Menurut Fanny, seluruh problem lingkungan yang tengah terjadi ini muncul akibat regulasi yang tidak ditegakkan secara konsisten. Jika merujuk pada peraturan yang ada, aktivitas pertambangan di pulau-pulau kecil seharusnya tidak pernah terjadi.
Konservasi Indonesia
Sementara itu, Senior Vice President and Executive Chair Konservasi Indonesia, Meizani Irmadhiany, menyambut positif keputusan pemerintah mencabut izin usaha pertambangan di kawasan Raja Ampat. “Ini adalah langkah penting dalam memastikan bahwa kawasan dengan nilai ekologis setinggi Raja Ampat tetap terlindungi dari aktivitas yang berpotensi merusak,” kata Meizani melalui pesan tertulis kepada Tempo, Rabu, 11 Juni 2025.
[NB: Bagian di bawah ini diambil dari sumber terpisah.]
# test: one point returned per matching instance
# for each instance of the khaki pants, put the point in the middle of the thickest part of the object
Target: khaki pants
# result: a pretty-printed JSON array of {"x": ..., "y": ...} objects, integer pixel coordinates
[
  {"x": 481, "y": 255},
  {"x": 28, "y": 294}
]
Meizani menekankan bahwa nilai ekologis, ekonomi, dan sosial yang telah dibangun oleh masyarakat adat di Raja Ampat sejak lama tidak dapat digantikan. Hal ini lantaran masyarakat adat Raja Ampat telah lama bekerja sama dengan para mitra pembangunan untuk mewujudkan pemanfaatan sumber daya alam yang berkelanjutan, sekaligus mendorong perekonomian lokal. Menurutnya, keanekaragaman hayati dan keindahan alam Raja Ampat merupakan aset global yang tak ternilai. “Keputusan ini menunjukkan bahwa pembangunan tidak harus selalu mengorbankan lingkungan, dan bahwa perlindungan alam bisa berjalan seiring dengan visi pembangunan berkelanjutan,” tutur Meizani, menggarisbawahi pentingnya keseimbangan antara pembangunan dan konservasi.
PGI
Senada dengan apresiasi, Persekutuan Gereja-gereja Indonesia (PGI) juga turut menyuarakan dukungannya terhadap keputusan pemerintah yang telah mencabut IUP empat perusahaan di wilayah Raja Ampat. Sekalipun demikian, PGI mendesak pemerintah, dalam hal ini Kementerian Energi dan Sumber Daya Mineral (ESDM), untuk melakukan audit komprehensif dan meninjau ulang laporan hasil analisa mengenai dampak lingkungan (AMDAL) serta laporan analisis mengenai dampak sosial (AMDAS) penambangan nikel secara menyeluruh.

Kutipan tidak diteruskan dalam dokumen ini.